Expression in a medium in which nothing is freely visible can be a daunting exercise for any writer to overcome. To bridge this gap there needs to be a developed sense of surrounding to set the story we are reading in a place we as readers can visit and interact with.  This device allows one to grasp the sights, sounds, smells, and ambiance that are being depicted before our minds eye. A symbolic setting can also define the circumstances set into play by the author such as the characters demeanor, condition or moral stance.  A selection from author Joyce Carol Oates’s “Shopping” is an excellent example of using vivid and tangible environments to inject yourself into the story you are reading and also to parallel the characters point of view become immersed into the story.  Also we will also unveil the framing technique used in “The Story of an Hour” to gain an understanding of how author Kate Chopin underscored a realistic trait of the human condition using powerful detail and an enclosing setting to package her character. To begin with, let us examine a particular scene in the story “Shopping” by Oates.

            The main characters, Mrs. Dietrich and her daughter Nola, are in their car en route to a fore planned shopping trip. This alone is not much of an occurrence and doesn’t explain what the tension between them is until you begin to correlate the details affixed in their surroundings. The very road in which they are driving is a metaphor designed to give the reader an idea of the relationships between the two characters. It is first described as a ”jumble” filled with small parks and industrial complexes that are tied in with “torn up earth” and also large tracts of land with “for sale” signs on them. This statement alone tells that there are many undeveloped areas of the relationship between Mrs. Dietrich and her daughter. Oates goes on to write very vivid details that define the emotional state between the mother and daughter. She tells of “there’s a metallic cast to the air and no sun anywhere in the sky but the light hurts Mrs. Dietrich’s eyes just the same.” She is alluding to the atmosphere both outside and even inside the car as it goes on its way. In the next sentence the mother asks “Does it seem if spring will ever come?” This is a wish that she wants desperately for her daughter to finally open up to her mother and give her the type of relationship she thinks is appropriate. These richly detailed setting clues offer the reader a very real sense of this account had actually happened and give the reader an idea of the back-story. The realism used in these descriptions is the key to making the metaphors seem all the more engaging and ultimately bonding the reader with the characters to fully understanding the story.

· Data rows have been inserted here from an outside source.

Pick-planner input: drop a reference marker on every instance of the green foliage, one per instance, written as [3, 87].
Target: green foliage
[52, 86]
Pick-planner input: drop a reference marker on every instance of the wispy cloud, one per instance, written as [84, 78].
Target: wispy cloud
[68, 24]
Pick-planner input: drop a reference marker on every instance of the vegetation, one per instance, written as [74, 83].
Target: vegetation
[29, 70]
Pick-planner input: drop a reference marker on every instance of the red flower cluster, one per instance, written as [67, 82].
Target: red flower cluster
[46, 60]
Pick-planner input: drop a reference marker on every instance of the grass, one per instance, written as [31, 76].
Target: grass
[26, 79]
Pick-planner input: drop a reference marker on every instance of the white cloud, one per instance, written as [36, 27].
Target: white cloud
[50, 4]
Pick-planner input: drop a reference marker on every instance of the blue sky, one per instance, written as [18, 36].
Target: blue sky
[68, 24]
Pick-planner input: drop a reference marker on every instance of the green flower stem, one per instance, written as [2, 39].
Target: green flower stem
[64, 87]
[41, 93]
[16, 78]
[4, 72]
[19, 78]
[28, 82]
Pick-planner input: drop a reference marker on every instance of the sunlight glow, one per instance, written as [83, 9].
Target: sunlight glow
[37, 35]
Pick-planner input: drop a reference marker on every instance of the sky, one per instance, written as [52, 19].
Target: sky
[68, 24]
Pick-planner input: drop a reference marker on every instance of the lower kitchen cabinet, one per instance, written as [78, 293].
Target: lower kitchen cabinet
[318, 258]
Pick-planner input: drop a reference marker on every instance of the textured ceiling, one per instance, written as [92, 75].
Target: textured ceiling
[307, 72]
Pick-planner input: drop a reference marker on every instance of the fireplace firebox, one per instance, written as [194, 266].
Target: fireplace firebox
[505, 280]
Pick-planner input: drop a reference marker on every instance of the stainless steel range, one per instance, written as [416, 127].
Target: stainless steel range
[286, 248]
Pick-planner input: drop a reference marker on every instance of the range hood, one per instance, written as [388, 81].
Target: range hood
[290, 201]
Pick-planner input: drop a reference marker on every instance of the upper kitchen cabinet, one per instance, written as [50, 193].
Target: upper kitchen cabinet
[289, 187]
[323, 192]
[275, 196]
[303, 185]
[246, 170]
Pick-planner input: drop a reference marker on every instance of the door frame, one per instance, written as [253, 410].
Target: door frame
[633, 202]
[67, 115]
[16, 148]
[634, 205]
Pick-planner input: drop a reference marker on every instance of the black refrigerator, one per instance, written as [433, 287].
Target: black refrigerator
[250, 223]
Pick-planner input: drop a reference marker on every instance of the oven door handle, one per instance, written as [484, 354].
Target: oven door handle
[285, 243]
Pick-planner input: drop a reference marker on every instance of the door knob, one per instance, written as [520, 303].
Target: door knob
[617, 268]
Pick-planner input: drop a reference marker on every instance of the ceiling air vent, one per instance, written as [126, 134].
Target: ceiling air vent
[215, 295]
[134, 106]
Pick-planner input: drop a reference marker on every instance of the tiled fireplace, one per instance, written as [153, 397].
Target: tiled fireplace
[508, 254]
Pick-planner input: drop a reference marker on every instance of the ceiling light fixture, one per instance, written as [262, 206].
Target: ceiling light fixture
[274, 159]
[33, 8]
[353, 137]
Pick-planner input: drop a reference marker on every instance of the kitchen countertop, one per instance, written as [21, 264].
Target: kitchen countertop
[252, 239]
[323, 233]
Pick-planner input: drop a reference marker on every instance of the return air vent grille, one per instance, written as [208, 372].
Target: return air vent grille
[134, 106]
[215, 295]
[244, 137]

            In “the Story of an Hour” Chopin wrote a very interesting piece in that her main character (Ms. Mallard) who is suffering with a heart condition and perceived to be in place of restriction is gently told by her sister that her husband was killed in a local accident. She is immediately grief stricken and locks herself away to mourn. From here she “sinks” into her “roomy armchair” and gazes out of her window onto a world rife with great detailed descriptions of life and color. She is seemingly entranced with the prospect that outside her present circumstances reside the world of endless possibility. These details set a very specific framework that seems so realistic that you may well be able to experience them yourself. From this description you as a reader are acclimated to the characters inner thoughts. She feels that now has been given the gift of freedom, choice, and will. For she no longer lives under the smothering nature of her former loving husband. She explains her mourning period with a giddy overtone and builds up to dreaming about the abundance of her remaining days and how she is free to do as she pleases. Her overwrought joy is perceived as delirium from grief. And just at the height of her new pleasure her husband who was not killed but only accidentally implicated returns home unaware of the news and sees his wife. And in that instant when their eyes meet Ms. Mallard who has dreamed a lifetimes worth of open ended sunny days now is dumbfounded to see her husband in front her. This sight triggers her to have a heart attack and causes her to terminate nearly instantaneously. The way in which Chopin’s story uses detail driven sentence structure and masterful framing technique instantly make it enjoyable and quick reading. The setting of her implied tiresome life and mundane routine due to someone merely living sharply contrasts to the end result of all of the lost freedom and subsequent death because of that person still living is a tragic set of events that are a classic example of using framing to give a story a sense of completeness.

            It has been the aim of this essay to demonstrate some of the many ways in which an author can create a world for their characters to exist in. I have demonstrated the usage of verisimilitude to clearly describe what is happening outside the characters interactions that cause their struggle to seem more lifelike and engaging. Also the careful planning or framing of a story offers the reader an interesting and complete sense that when the story is finished it remains with the reader more strongly. The truth is that there are many possible styles and combinations to make a setting rich and life like. Many writers use a mixture that best suits the style they wish to convey or that best fits the characters and plot.